Fast forward to E3 in 2015, where attendees were given the chance to play a demo for a title known only as Kitchen. The experience was conducted in VR, and dropped players into a scenario not unlike something borrowed from popular horror movies. Participants followed a team of ghost hunters around a decrepit mansion set in the bayous of Louisiana, and many who played it agreed that it was, quite possibly, the most unnerving and terrifying game they’d ever played. A year later, the same demo would be shown during Sony’s E3 press conference. The same derelict mansion, complete with bug-infested pots and pans, was being shown off with one slight difference. This time, at the end of the trailer, viewers were let in on a surprise that Capcom had kept well-guarded:
Kitchen was actually Resident Evil 7.
Much like the same precarious position they’d found themselves in a decade before, Capcom realized that in order to preserve the legacy of their ground- breaking series, they’d need to shake up the format while still retaining key elements of horror. A first-person camera view was chosen to allow for a much-more intense visual experience, one that can be further enhanced by playing the game in VR. The setting of a ramshackle mansion in the balmy swampland of Louisiana is a break from the well-traveled back alleyways of Raccoon City, and the motley crew of series’ mainstays such as Leon Kennedy and Chris Redfield are nowhere to be found. While it isn’t clear whether or not this entry fits into the canonical universe of Resident Evil, one thing is for certain; players are excited, interested, and perhaps most importantly, ready to forgive the woeful missteps of RE6.
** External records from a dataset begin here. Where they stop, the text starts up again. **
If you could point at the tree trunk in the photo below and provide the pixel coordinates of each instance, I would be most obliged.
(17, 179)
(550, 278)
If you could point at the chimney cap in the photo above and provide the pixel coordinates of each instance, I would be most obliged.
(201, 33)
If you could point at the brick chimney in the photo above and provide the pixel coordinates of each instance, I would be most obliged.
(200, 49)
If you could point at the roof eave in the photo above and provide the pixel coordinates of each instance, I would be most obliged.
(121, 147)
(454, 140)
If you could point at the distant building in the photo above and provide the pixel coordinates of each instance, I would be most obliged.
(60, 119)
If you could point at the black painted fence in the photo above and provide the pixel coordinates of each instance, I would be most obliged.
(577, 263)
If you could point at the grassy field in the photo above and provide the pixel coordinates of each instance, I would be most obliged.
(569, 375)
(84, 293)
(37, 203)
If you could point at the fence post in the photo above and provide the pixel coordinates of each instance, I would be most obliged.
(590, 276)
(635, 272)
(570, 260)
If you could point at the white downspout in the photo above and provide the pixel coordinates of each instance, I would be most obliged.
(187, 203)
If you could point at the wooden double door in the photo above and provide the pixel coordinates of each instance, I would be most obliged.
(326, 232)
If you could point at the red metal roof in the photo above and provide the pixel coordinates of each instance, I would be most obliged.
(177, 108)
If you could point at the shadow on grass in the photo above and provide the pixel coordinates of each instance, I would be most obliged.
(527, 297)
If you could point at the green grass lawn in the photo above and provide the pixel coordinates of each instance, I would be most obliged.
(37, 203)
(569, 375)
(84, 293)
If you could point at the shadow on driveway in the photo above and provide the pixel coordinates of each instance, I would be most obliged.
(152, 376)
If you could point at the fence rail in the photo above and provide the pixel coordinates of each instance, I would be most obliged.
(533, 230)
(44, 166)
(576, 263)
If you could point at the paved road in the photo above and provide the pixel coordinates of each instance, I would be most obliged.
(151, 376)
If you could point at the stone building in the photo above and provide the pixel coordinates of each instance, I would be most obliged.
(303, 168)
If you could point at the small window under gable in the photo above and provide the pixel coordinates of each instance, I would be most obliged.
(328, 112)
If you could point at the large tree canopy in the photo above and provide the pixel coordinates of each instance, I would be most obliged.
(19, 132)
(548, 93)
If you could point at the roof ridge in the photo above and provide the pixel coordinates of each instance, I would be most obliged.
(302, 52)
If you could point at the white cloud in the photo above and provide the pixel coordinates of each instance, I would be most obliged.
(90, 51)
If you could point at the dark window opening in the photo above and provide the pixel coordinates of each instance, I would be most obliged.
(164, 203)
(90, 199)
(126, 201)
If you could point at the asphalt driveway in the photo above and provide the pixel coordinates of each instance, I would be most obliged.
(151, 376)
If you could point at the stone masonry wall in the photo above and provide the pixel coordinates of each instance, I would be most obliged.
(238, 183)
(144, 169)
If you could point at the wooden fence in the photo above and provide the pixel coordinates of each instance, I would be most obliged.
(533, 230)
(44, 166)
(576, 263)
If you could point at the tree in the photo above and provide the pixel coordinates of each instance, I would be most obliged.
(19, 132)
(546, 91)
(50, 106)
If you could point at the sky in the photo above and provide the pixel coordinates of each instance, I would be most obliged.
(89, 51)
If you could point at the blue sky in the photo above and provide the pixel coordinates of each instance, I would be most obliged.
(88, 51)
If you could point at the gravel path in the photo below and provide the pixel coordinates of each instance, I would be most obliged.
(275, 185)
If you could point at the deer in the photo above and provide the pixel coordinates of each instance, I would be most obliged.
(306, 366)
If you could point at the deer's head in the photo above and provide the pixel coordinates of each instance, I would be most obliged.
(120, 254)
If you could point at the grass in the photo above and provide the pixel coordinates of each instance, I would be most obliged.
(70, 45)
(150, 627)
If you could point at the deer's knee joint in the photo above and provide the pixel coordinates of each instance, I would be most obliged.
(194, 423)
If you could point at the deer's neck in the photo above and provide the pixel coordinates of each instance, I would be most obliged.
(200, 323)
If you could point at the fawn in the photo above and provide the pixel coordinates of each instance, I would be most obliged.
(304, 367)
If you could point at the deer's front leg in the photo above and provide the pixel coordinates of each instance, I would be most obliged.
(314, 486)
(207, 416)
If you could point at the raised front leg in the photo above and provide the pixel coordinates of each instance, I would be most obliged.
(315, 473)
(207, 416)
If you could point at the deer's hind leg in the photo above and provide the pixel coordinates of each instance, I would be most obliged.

A series of demos that expand on the settings first portrayed in the Kitchen demo were released over the past 6 months, and have generated quite a lot of buzz for the game. Hundreds of YouTube videos and thousands of hours of live streams have showcased fans trying to unearth every secret locked behind the crumbling walls of the Baker Family Estate, and Capcom couldn’t be more thrilled. A recent statement from the company expresses hope that RE7 will move upwards of 4 million copies on day one, which, if realized, would far exceed sales figures produced by any of the previous entries.
Capturing lightning in a bottle isn’t something that Capcom is unfamiliar with, as demonstrated so many years ago with RE4, and so long as the franchise is willing to embrace its survival horror roots while trying out a few new ideas, there’s a passionate fan-base ready to welcome it back with open arms, a homecoming that could turn out to be the warmest one yet.